Several experimental treatments for Ebola are being developed, which have shown promising results in monkeys when given up to five days after infection. However, they have not been tested in more than a handful of people and none has been licensed.

  • Two U.S. aid workers had been given an experimental treatment, known as Zmapp, with “apparently encouraging” signs in one of them, said Prof Tom Solomon, director of the NIHR Health Protection Research Unit in Emerging and Zoonotic infections. The treatment is a mixture of three monoclonal antibodies that attack proteins on the surface of the virus.

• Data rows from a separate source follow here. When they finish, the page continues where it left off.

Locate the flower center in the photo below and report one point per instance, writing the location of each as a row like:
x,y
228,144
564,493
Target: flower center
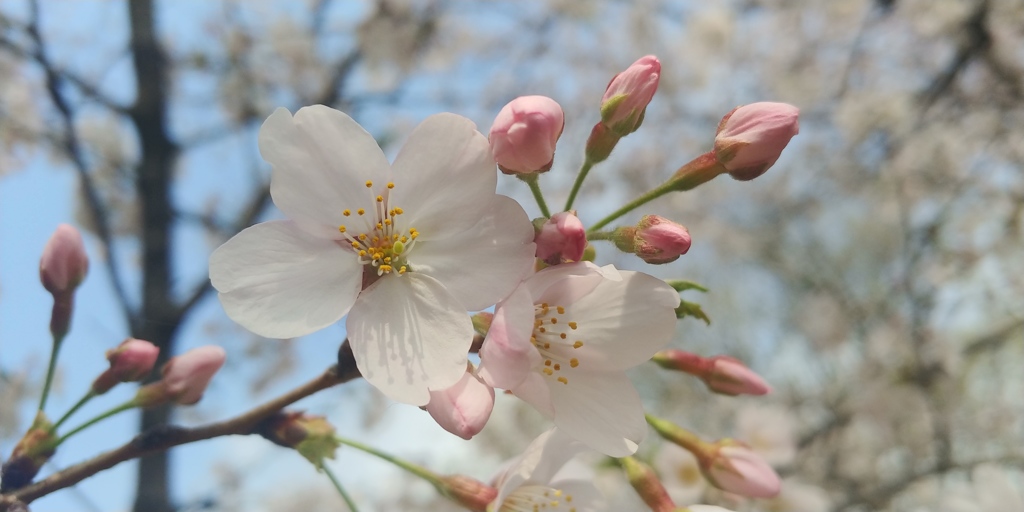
x,y
555,339
375,237
537,499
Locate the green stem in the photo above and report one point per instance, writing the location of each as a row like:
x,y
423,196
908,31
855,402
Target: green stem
x,y
88,396
587,164
420,471
653,194
535,186
341,489
50,370
124,407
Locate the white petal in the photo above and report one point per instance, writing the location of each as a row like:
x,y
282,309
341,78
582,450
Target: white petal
x,y
539,463
624,323
409,335
507,355
444,176
322,160
483,263
280,282
565,284
601,410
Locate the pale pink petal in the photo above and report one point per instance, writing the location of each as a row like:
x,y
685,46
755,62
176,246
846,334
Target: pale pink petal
x,y
464,408
280,282
409,335
602,410
507,355
624,324
322,160
483,263
444,177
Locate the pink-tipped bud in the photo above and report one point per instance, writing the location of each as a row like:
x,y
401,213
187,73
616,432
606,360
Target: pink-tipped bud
x,y
655,240
64,263
184,378
628,94
731,377
464,408
524,133
470,494
130,361
647,485
561,239
752,137
735,468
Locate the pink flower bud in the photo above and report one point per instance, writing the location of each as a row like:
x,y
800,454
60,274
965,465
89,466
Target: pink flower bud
x,y
464,408
656,240
64,263
185,378
524,133
752,137
628,93
130,361
729,376
735,468
561,239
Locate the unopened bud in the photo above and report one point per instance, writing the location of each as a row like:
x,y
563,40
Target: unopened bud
x,y
523,135
312,436
647,485
561,239
752,137
655,240
35,448
464,408
130,361
184,378
64,263
628,94
469,493
733,467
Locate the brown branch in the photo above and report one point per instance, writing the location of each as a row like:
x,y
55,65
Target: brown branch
x,y
164,437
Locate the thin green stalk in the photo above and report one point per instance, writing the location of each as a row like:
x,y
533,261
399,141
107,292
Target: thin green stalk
x,y
651,195
584,170
124,407
50,370
88,396
341,489
535,186
420,471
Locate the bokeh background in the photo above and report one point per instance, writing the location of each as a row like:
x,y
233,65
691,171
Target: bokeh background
x,y
875,275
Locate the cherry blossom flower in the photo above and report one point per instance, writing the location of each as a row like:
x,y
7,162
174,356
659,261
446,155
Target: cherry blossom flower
x,y
563,340
404,250
537,479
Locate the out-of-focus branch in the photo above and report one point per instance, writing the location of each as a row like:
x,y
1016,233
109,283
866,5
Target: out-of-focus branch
x,y
164,437
71,144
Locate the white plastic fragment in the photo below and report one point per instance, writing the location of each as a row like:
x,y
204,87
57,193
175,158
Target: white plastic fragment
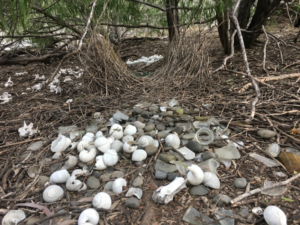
x,y
26,130
166,193
135,192
5,97
9,83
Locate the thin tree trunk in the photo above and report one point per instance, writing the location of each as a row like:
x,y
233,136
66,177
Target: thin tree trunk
x,y
172,18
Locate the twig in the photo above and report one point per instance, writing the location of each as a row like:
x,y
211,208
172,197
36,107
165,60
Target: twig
x,y
242,45
241,197
223,66
265,51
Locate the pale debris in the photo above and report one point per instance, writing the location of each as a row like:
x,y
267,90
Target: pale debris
x,y
5,97
9,83
26,130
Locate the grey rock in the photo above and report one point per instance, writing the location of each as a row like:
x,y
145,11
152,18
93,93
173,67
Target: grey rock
x,y
108,186
240,182
160,175
199,190
264,133
151,150
208,155
149,127
160,127
195,146
117,174
221,200
93,182
172,176
166,157
133,203
137,182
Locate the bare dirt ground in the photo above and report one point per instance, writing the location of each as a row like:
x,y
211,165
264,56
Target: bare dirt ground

  • Another experimental drug, developed by Tekmira Pharmaceuticalsin Canada, has been tested on monkeys and in a handful of healthy human volunteers. The drug, TKM-Ebola, is designed to target strands of genetic material of the virus (RNA). The drug interrupts the genetic code of the virus and prevents it from making disease-causing proteins. A small early safety trial on a small number of human volunteers was put on hold last month when regulators requested further safety data. The company is hopeful that it may get the go-ahead to continue the trial and is willing to make the drug available.
  • The US..-based pharmaceutical company, Sarepta Therapeutics, has developed a similar RNA treatment. It has been tested in healthy human volunteers in early safety trials, but has never been tried in a human patient.